All of lore.kernel.org
 help / color / mirror / Atom feed
From: Minchan Kim <minchan@kernel.org>
To: David Hildenbrand <david@redhat.com>
Cc: Michal Hocko <mhocko@suse.com>,
	Andrew Morton <akpm@linux-foundation.org>,
	linux-mm <linux-mm@kvack.org>,
	LKML <linux-kernel@vger.kernel.org>,
	joaodias@google.com
Subject: Re: [PATCH] mm: be more verbose for alloc_contig_range faliures
Date: Thu, 4 Mar 2021 10:11:35 -0800	[thread overview]
Message-ID: <YEEi1+TREGBElE5H@google.com> (raw)
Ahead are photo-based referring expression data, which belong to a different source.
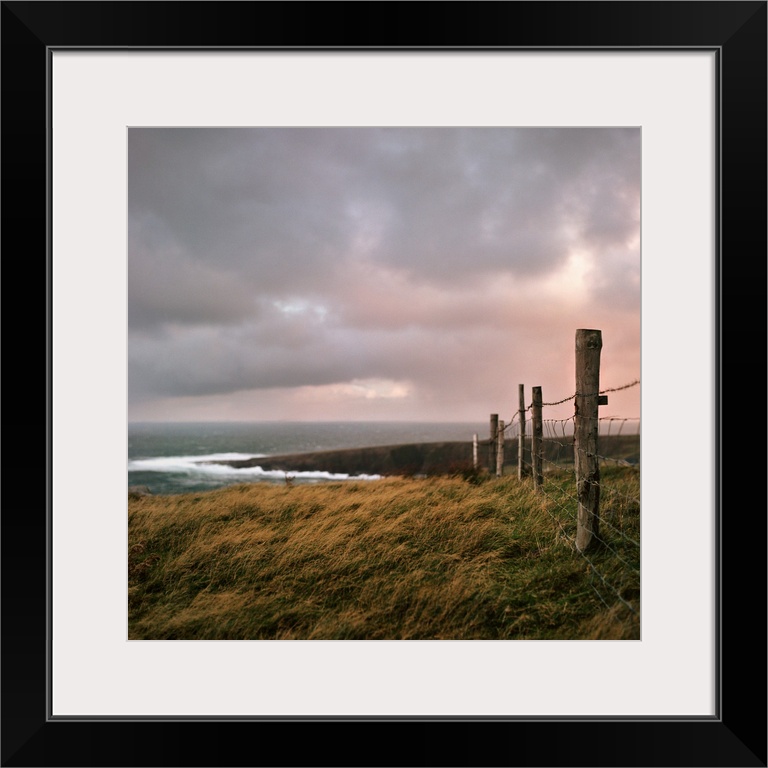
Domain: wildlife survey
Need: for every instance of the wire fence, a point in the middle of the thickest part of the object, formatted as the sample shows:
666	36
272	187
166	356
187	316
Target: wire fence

In-Reply-To: <c08662f3-6ae1-4fb5-1c4f-840a70fad035@redhat.com>

On Thu, Mar 04, 2021 at 06:23:09PM +0100, David Hildenbrand wrote:
> > > You want to debug something, so you try triggering it and capturing debug
> > > data. There are not that many alloc_contig_range() users such that this
> > > would really be an issue to isolate ...
> > 
> > cma_alloc uses alloc_contig_range and cma_alloc has lots of users.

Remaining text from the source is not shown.